Penguins, giraffes, wild dogs and hogs eyed for Moncton zoo expansion

·3 min read
A rendering of a proposed penguin exhibit at the Magnetic Hill Zoo in Moncton. The exhibit would be part of the first phase of the proposed three-phase expansion of the zoo. (City of Moncton/Submitted - image credit)
A rendering of a proposed penguin exhibit at the Magnetic Hill Zoo in Moncton.

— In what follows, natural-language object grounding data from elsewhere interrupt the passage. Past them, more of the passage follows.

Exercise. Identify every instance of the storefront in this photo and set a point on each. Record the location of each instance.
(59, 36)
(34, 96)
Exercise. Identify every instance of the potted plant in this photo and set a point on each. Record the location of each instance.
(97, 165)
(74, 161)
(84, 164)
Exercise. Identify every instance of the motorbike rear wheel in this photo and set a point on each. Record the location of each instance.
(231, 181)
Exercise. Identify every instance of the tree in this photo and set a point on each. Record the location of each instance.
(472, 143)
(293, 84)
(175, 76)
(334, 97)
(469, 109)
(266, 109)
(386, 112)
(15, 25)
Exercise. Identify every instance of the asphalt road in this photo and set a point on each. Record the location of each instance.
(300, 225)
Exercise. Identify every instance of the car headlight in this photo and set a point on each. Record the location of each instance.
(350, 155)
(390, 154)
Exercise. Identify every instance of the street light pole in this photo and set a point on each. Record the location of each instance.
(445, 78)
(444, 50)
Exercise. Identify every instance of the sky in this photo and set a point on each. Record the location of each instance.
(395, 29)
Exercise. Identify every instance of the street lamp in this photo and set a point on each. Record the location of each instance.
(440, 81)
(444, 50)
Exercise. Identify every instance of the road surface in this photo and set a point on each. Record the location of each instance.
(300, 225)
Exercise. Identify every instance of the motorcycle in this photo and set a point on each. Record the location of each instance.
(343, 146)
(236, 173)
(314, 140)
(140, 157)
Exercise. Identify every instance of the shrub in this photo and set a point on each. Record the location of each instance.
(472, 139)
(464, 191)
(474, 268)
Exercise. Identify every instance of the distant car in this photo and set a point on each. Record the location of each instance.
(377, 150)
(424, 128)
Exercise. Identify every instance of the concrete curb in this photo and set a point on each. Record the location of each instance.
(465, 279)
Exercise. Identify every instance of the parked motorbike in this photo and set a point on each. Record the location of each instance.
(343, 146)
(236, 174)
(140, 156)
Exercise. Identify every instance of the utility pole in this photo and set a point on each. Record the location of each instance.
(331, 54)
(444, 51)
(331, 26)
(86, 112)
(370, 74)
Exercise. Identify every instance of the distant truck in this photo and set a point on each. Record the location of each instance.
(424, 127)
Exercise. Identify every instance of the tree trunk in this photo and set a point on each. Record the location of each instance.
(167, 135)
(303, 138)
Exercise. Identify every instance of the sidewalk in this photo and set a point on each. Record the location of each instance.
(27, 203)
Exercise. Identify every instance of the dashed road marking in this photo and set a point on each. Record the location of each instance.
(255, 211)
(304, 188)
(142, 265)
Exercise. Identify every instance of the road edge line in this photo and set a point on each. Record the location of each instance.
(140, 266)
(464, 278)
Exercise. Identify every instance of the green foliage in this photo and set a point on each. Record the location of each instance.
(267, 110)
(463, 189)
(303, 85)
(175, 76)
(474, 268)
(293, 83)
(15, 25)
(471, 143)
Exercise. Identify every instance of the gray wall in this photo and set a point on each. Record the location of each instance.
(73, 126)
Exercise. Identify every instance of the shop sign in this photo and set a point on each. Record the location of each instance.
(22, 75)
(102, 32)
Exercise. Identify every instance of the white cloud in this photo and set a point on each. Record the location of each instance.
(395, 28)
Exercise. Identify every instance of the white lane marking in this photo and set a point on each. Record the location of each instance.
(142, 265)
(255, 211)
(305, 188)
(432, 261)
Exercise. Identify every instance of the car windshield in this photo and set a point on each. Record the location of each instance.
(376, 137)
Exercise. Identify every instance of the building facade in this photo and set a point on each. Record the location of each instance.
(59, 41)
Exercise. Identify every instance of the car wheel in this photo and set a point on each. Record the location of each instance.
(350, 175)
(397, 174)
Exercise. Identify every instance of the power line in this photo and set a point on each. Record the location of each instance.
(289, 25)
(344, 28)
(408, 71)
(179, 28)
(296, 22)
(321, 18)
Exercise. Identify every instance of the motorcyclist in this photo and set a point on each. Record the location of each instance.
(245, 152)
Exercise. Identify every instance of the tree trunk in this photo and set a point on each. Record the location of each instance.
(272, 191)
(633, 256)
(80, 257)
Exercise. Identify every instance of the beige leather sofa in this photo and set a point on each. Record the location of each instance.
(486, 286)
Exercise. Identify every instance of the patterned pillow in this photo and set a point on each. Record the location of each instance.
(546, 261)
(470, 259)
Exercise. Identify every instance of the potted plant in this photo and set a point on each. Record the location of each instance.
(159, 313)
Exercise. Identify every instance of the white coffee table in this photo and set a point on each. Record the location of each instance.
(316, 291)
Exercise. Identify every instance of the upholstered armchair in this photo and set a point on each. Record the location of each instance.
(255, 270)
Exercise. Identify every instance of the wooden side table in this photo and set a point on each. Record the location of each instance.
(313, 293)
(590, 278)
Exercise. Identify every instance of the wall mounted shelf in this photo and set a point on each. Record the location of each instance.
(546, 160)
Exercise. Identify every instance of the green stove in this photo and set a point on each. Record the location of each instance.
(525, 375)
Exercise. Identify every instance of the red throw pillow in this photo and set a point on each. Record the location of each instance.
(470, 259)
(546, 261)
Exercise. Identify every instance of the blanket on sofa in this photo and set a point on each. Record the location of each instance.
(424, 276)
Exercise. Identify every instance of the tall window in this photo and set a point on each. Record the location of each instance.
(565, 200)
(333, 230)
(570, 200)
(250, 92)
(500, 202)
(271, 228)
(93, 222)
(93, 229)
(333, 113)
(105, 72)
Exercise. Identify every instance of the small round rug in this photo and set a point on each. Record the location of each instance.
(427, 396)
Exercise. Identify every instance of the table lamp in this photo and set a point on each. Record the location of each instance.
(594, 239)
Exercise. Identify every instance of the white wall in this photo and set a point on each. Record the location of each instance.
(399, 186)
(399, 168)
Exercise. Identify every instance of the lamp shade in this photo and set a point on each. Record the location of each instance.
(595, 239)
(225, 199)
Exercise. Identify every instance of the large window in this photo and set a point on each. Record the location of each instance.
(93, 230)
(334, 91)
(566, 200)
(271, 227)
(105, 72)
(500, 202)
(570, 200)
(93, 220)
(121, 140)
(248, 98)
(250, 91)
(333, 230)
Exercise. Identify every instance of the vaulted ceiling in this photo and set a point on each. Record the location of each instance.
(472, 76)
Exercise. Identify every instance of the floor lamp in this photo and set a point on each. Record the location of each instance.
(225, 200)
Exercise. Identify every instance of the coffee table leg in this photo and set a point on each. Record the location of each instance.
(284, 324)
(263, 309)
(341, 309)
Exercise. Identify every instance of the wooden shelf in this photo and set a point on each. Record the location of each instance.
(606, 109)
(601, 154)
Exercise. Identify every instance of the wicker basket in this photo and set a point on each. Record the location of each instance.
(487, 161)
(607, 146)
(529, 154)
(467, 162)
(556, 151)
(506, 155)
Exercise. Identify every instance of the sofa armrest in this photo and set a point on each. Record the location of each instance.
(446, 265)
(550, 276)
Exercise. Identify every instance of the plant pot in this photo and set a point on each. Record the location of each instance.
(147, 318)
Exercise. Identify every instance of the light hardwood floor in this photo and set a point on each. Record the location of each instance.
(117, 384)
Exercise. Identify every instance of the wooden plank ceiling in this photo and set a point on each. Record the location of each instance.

The exhibit would be part of the first phase of the proposed three-phase expansion of the zoo. (City of Moncton/Submitted - image credit)

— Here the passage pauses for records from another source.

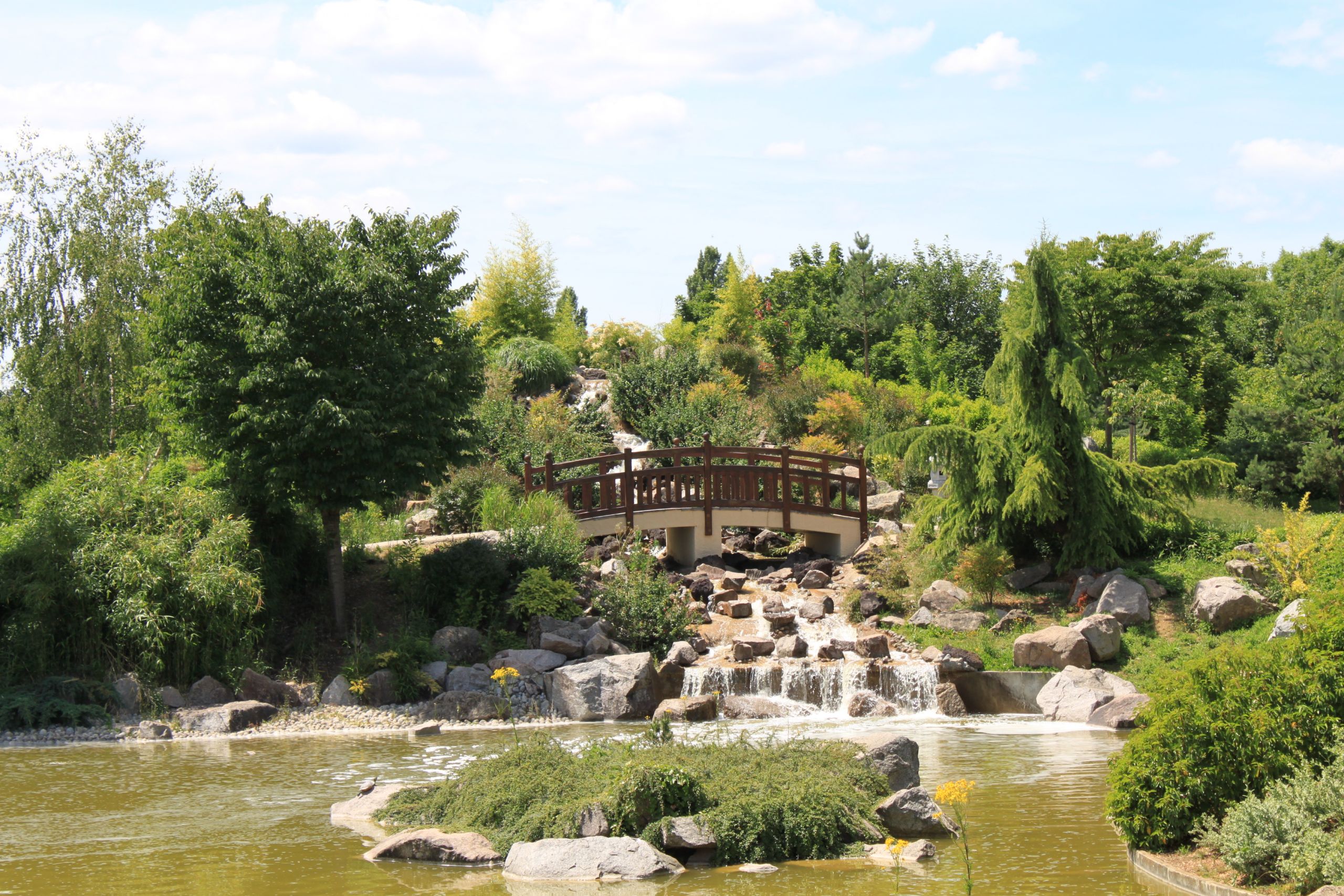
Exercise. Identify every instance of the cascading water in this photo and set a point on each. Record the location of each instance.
(810, 684)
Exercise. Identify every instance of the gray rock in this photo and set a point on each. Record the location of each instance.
(338, 693)
(898, 760)
(1104, 633)
(815, 579)
(468, 679)
(464, 705)
(381, 688)
(913, 813)
(363, 808)
(229, 718)
(1027, 577)
(433, 846)
(685, 832)
(1285, 625)
(704, 708)
(151, 730)
(1119, 712)
(207, 692)
(605, 859)
(682, 653)
(565, 647)
(872, 647)
(460, 645)
(1076, 693)
(612, 688)
(1225, 602)
(1055, 647)
(593, 823)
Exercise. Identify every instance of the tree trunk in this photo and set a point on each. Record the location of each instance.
(335, 567)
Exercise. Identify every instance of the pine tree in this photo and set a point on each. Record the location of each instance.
(1028, 481)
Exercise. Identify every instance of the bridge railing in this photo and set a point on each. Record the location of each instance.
(706, 477)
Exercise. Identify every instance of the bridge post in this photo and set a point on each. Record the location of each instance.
(707, 487)
(628, 491)
(863, 496)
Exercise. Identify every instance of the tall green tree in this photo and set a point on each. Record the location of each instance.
(324, 364)
(865, 304)
(1028, 481)
(518, 291)
(76, 234)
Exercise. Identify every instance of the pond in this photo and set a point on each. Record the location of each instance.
(249, 817)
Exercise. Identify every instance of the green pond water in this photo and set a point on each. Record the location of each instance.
(249, 817)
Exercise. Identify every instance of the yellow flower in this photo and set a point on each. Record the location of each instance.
(954, 792)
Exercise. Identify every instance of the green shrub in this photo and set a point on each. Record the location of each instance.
(112, 566)
(457, 585)
(1227, 724)
(56, 702)
(459, 500)
(536, 532)
(541, 596)
(643, 608)
(537, 367)
(1292, 833)
(764, 803)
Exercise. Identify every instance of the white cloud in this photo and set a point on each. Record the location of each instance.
(1290, 157)
(629, 117)
(593, 47)
(785, 150)
(1159, 159)
(995, 56)
(1312, 44)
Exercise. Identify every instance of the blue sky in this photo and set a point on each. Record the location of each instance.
(632, 135)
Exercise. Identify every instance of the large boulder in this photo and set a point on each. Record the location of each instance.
(460, 645)
(1120, 712)
(433, 846)
(1287, 623)
(1076, 693)
(464, 705)
(262, 690)
(1102, 632)
(365, 806)
(913, 813)
(1225, 602)
(229, 718)
(1027, 577)
(207, 692)
(611, 688)
(1055, 647)
(898, 760)
(942, 596)
(704, 708)
(605, 859)
(1126, 599)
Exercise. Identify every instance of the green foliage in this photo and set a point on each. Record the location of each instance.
(459, 500)
(537, 367)
(537, 532)
(1292, 832)
(538, 594)
(54, 702)
(116, 565)
(764, 803)
(643, 608)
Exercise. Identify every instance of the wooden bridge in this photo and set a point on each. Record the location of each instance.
(695, 491)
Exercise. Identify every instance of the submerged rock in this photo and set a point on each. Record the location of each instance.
(605, 859)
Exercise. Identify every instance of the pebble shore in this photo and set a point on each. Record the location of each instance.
(288, 722)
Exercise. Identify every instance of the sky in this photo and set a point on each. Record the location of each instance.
(631, 135)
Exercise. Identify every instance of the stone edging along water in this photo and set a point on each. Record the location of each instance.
(1153, 867)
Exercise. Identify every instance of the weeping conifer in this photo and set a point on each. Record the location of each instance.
(1028, 483)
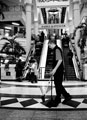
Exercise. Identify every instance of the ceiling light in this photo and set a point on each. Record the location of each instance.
(14, 23)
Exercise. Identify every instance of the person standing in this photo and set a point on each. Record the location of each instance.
(57, 72)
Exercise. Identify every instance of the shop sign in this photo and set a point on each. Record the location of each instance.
(52, 26)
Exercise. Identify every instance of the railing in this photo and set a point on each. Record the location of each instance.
(13, 8)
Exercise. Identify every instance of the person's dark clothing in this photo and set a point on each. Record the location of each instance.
(18, 69)
(58, 76)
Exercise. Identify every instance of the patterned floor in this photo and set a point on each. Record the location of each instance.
(26, 95)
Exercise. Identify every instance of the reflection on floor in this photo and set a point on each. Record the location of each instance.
(26, 95)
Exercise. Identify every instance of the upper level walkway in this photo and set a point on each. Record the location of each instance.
(26, 95)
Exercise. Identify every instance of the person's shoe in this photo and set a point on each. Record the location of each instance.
(67, 99)
(53, 103)
(43, 98)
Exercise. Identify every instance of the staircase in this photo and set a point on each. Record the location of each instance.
(69, 70)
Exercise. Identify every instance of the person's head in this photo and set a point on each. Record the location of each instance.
(52, 42)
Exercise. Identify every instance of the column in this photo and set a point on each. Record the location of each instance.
(28, 4)
(76, 13)
(36, 27)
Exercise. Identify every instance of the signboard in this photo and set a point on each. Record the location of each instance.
(52, 26)
(52, 3)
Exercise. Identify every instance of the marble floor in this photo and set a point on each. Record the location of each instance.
(27, 95)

Moncton will consider a multi-year, multimillion-dollar African safari-themed expansion of the Magnetic Hill Zoo.

A master plan and feasibility study of a three-phase expansion were presented to Moncton councillors during a committee meeting Monday.

Councillors directed staff to further examine the idea through an economic impact study, go ahead with preliminary design work and bring detailed cost estimates to the city's 2022 budget deliberations this fall.

The expansion would expand or renovate existing animal exhibits and add new ones for species such as penguins.

"Penguins are a huge draw no matter where you go, and this would be no different," said Andrew Jordan, a consultant with WDM Architects, who was part of developing the expansion master plan.

Pierre Fournier/CBC News
Pierre Fournier/CBC News

The plan would cost millions to implement, but consultant Zachary Winfield with Zoo Advisors told councillors they believe it would increase visits to the zoo and therefore spending at local hotels, restaurants and other businesses.

Prior to COVID-19, the zoo recorded around 180,000 visitors yearly.

Winfield said they conservatively estimated attendance would increase to 230,000 or, optimistically, to 243,000 if the expansion is implemented.

"So this is really a big, meaningful growth strategy for the zoo," Winfield said.

The expansion would also include more indoor habitats or covered viewing areas to help extend how long the zoo can be open in the spring and fall.

Jill Marvin, the director of the zoo, said some animals sensitive to colder temperatures can't stay outside on display, so it limits the time the zoo can be open. More enclosed habitats — or covered viewing spaces — will help the zoo stay open longer.

City of Moncton/Submitted
City of Moncton/Submitted

The cost of the first phase, with a targeted completion of 2024, is estimated to cost $7.6 million. Of that, $4.3 million would be for spending on existing components of the zoo and $3.3 million would be for new features.

The spending on existing components would include rebuilding the lemur exhibit and providing more indoor or covered viewing areas. That would extend the time the zoo can be open in the spring and fall.

New features would include a penguin exhibit building with areas to be able to watch penguins swimming.

The second phase is estimated to cost $11.2 million and be completed by 2027.

It would feature a "safari adventure" with a vehicle that would drive through a large habitat with eland, zebras, kudu and other hoofed animals.

City of Moncton/Submitted
City of Moncton/Submitted

The second phase would also build new otter and flamingo exhibits, a rivers-to-oceans themed building, among other changes.

A third phase wasn't costed in the master plan and doesn't have a timeline. It would feature an events building, exhibits for giraffes, African wild dogs, Colobus monkeys and Red River hogs.

The expansion would require adding 6.5 full-time-equivalent staff members by 2029.

While operations costs would rise, Winfield said the expected increase in attendance could help offset those costs.

Before the pandemic the zoo recorded a deficit between $500,000 and $1 million yearly, a staff report to council states.

Winfield said the feasibility study suggests the expansion would see the deficit grow to an average of $1.05 to $1.19 million yearly.

The study began in 2019. It was supposed to be presented to council in March 2020, but that was halted by the pandemic.

Councillors expressed support for the ideas and voted in favour of staff continuing to develop plans. Staff will also look into whether the project can receive provincial and federal funding.

"I'm happy to see this because I think it is an asset that New Brunswick, the Atlantic provinces have," Deputy Mayor Charles Léger said. "I think it's time we put some investment in."